Experimental wind tunnel testing of rectangular buildings under wind loads

Rapid urbanization and vertical growth have made wind forces a crucial design factor for tall, flexible buildings. However, current design codes often lack comprehensive guidelines for extreme wind events, particularly thunderstorms and downbursts, which exhibit complex wind profiles that differ significantly from typical Atmospheric Boundary Layer (ABL) conditions. This study addresses these gaps by developing an aerodynamic database with experimental data on building responses to both ABL and downburst loads, aiming to enhance structural resilience against extreme wind events.
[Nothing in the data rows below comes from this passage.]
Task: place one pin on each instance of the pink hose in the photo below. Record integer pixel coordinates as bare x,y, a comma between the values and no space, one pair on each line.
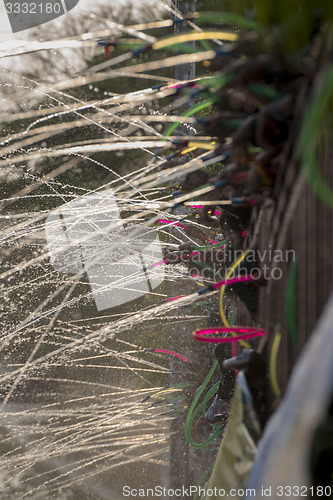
246,333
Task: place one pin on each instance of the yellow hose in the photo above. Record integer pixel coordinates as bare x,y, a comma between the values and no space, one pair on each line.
189,37
272,364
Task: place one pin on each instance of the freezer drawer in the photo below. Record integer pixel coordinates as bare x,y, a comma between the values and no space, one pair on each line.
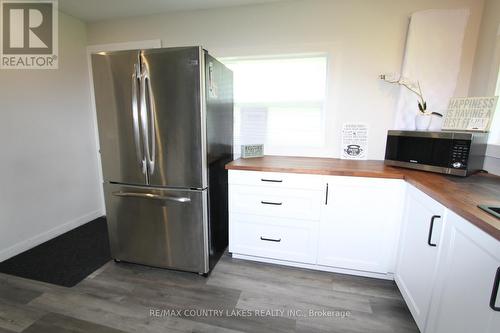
158,227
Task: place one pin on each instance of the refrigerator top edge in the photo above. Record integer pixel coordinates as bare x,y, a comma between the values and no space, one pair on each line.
152,50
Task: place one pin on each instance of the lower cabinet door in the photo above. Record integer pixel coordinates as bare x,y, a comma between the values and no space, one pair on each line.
467,296
274,238
360,223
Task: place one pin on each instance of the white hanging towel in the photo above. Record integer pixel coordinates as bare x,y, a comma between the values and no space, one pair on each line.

Wind tunnel tests were conducted on nine building models with varying geometries and aspect ratios at the Toronto Metropolitan University Wind Tunnel, under a range of wind directions and terrain configurations to capture diverse wind-loading scenarios. Beyond establishing a comprehensive aerodynamic database, this research places particular emphasis on evaluating the structural response of buildings subjected to both ABL and downburst wind loads. The analysis systematically examines wind-induced forces, moments, and dynamic responses especially under downburst conditions. By integrating experimental data with advanced analysis, the study provides a robust framework for understanding and predicting building performance under extreme wind scenarios. By providing a more accurate and efficient tool for wind design in mid- and high-rise structures, this research reduces the dependency on extensive wind tunnel testing. The aerodynamic database developed here offers valuable insights for innovative engineering applications, facilitating safer and more adaptable urban building designs capable of withstanding both ABL and thunderstorm-induced wind loads.